Whenever I touch on what I find worrisome about the politicized life—here, here, and here, for example—the most common retort is "So? It’s like, free speech man. I’m allowed to say I disagree with people. Boycotts are just capitalism." That sort of thing. And it always leaves me shaking my head at how thoroughly they have managed to miss the point.

Look: No one is telling you that you can’t boycott people who vote a way you don’t care for. No one’s telling you it should be illegal for you to say you won’t support someone because they dared disagree with some stance you have decided is really super serial. What I am saying is that engaging in such behavior—politicizing every aspect of your life, allowing politics to determine your every move, and judging everyone you meet online and in person by how stridently they agree with the positions you support—is immensely, horribly destructive to the very fabric of our society. It inspires mistrust, hate, and fear. It tears apart the polity. And a polity torn asunder is a weak one indeed. A house divided, and all that.

I bring the politicized life up yet again because I was flabbergasted to read this little essay by Elizabeth Scalia over at First Things. Here are the first two grafs:

I recently received the following message from a stranger: "So basically, the ‘orthodox Catholic’ game you all play is just that . . . a game?" It was in reference to a Catholic man with whom I am friendly, and like very much. She had apparently read on social media that this man was planning to marry another man.

My friend had never "come out" to me, and—call me old-fashioned, or call me incurious—it had never occurred to me to ask, so the wedding plans were mildly surprising. But reading the email I thought, "Yes, so? What does this woman want me to do? Should I now hate him? Am I supposed to ‘un-friend’ him (that ridiculous term) or even publicly denounce him in order to demonstrate sufficiently ‘orthodox’ Catholic bona fides for her satisfaction? Is that what she wants?"

In other words, a woman had taken it upon herself to write up a stranger and demand that she denounce a friend in order to prove her purity. Sans an affirmation of righteousness, how could this poor wretch allow Scalia into her life? How could she enjoy Scalia’s writings on PRISM or pet dogs or Bobby Kennedy if she didn’t first publicly shame this awful gay for getting married?

Are you kidding me? As Rod Dreher, on whose blog I first saw Scalia’s essay, put it:

What a strange culture we live in, in which people are expected to approve of everything those they love believe in and do, or be guilty of betraying that love. I have friends and family whose core beliefs on politics, sexuality, religion, etc., are not the same as my own, and it would not occur to me in the slightest to love them any less because of it. I hope it would not occur to them to love me any less because they don’t agree with me. People are somehow more than the sum of their beliefs and actions.

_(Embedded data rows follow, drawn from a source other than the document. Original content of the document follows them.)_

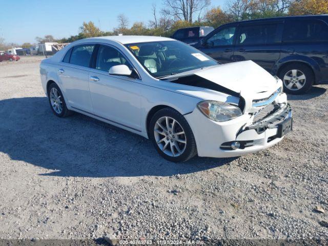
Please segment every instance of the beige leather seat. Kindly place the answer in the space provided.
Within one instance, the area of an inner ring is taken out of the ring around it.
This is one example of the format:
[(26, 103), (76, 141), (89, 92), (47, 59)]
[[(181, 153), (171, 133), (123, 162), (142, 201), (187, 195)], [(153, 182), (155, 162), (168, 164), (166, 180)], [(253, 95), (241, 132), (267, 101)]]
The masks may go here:
[(151, 73), (157, 72), (156, 56), (152, 45), (143, 45), (139, 51), (138, 57), (143, 61), (144, 66)]

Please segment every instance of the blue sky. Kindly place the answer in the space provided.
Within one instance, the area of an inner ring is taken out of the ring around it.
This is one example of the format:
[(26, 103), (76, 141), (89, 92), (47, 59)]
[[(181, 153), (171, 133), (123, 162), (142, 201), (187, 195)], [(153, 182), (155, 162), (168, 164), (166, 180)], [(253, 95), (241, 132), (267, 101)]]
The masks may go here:
[[(213, 6), (226, 0), (212, 0)], [(152, 4), (161, 7), (160, 0), (0, 0), (0, 37), (7, 43), (33, 43), (37, 36), (53, 35), (59, 38), (78, 33), (84, 21), (91, 20), (103, 31), (117, 25), (124, 13), (130, 24), (152, 19)], [(13, 14), (13, 12), (14, 13)]]

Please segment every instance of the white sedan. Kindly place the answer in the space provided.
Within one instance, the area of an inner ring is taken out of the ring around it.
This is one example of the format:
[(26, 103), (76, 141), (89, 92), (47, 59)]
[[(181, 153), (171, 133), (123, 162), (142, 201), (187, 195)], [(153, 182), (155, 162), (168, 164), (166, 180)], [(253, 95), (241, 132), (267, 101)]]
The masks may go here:
[(220, 65), (170, 38), (80, 40), (40, 72), (56, 115), (76, 111), (139, 134), (172, 161), (253, 153), (292, 128), (281, 80), (253, 61)]

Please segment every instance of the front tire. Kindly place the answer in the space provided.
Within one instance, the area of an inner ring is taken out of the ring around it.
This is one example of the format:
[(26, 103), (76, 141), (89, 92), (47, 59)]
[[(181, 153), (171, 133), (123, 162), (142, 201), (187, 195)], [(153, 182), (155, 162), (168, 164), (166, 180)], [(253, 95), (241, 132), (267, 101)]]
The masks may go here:
[(314, 83), (314, 75), (307, 66), (301, 64), (287, 65), (280, 71), (283, 90), (288, 94), (299, 95), (308, 92)]
[(72, 114), (72, 111), (67, 109), (63, 93), (56, 83), (51, 84), (48, 88), (48, 98), (51, 111), (56, 116), (64, 118)]
[(173, 109), (165, 108), (154, 115), (149, 135), (157, 152), (170, 161), (186, 161), (197, 154), (195, 137), (189, 124)]

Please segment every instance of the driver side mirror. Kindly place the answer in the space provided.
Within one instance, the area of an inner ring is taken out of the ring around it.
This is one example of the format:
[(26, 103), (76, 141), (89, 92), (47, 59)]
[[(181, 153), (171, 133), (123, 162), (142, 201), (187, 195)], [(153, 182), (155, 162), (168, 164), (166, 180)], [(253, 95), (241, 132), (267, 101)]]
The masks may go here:
[(116, 65), (113, 66), (109, 69), (109, 74), (111, 75), (130, 76), (132, 71), (127, 65)]
[(206, 45), (206, 40), (205, 38), (202, 38), (200, 39), (200, 45), (202, 46), (205, 46)]

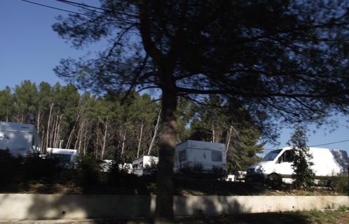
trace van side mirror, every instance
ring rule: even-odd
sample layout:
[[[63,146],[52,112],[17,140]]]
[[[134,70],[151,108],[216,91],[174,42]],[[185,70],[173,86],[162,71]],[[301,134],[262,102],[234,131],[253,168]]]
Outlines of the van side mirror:
[[[282,161],[282,157],[280,156],[278,158],[278,160],[276,160],[275,163],[281,163]]]

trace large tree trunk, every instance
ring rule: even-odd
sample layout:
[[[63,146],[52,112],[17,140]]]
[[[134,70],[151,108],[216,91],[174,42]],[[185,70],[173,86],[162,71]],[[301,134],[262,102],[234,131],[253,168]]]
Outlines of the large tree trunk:
[[[161,115],[161,109],[159,111],[159,114],[158,115],[158,120],[156,120],[156,125],[155,125],[154,134],[153,134],[153,138],[151,139],[151,142],[150,143],[149,149],[148,150],[147,155],[150,155],[150,153],[151,152],[151,149],[153,148],[153,146],[154,145],[155,139],[156,138],[156,135],[158,135],[158,129],[160,122],[160,116]]]
[[[171,78],[163,82],[155,223],[173,223],[173,164],[176,146],[177,94]],[[168,79],[167,79],[168,78]]]
[[[139,152],[141,150],[142,146],[142,135],[143,134],[143,122],[141,123],[141,132],[139,133],[139,138],[138,139],[138,147],[137,149],[137,158],[139,157]]]

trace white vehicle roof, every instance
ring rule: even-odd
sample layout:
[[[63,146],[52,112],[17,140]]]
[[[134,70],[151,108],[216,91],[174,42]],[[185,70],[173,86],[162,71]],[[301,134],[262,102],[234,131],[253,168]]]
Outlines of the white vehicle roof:
[[[34,132],[36,132],[36,128],[32,124],[15,123],[4,121],[0,121],[0,130],[25,133],[32,133]]]
[[[48,148],[47,153],[53,154],[76,155],[77,150],[68,148]]]
[[[176,148],[191,148],[196,149],[206,149],[225,151],[225,146],[222,143],[208,142],[195,140],[186,140],[176,146]]]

This is all obviously true. What I find most stunning—I really can’t emphasize this enough—is that our culture has devolved to the point where one person feels comfortable writing another person she does not know in order to inquire if that second person has any intention of denouncing a third person (who the first person, I assume, also does not know).

What madness is this? How can we expect to have a fully functioning society if we spend all of our time adjudicating whether or not the people we read and the culture we consume is of the correct political persuasion?

This is a horribly corrosive state of affairs. And, I fear, it’s not going away any time soon.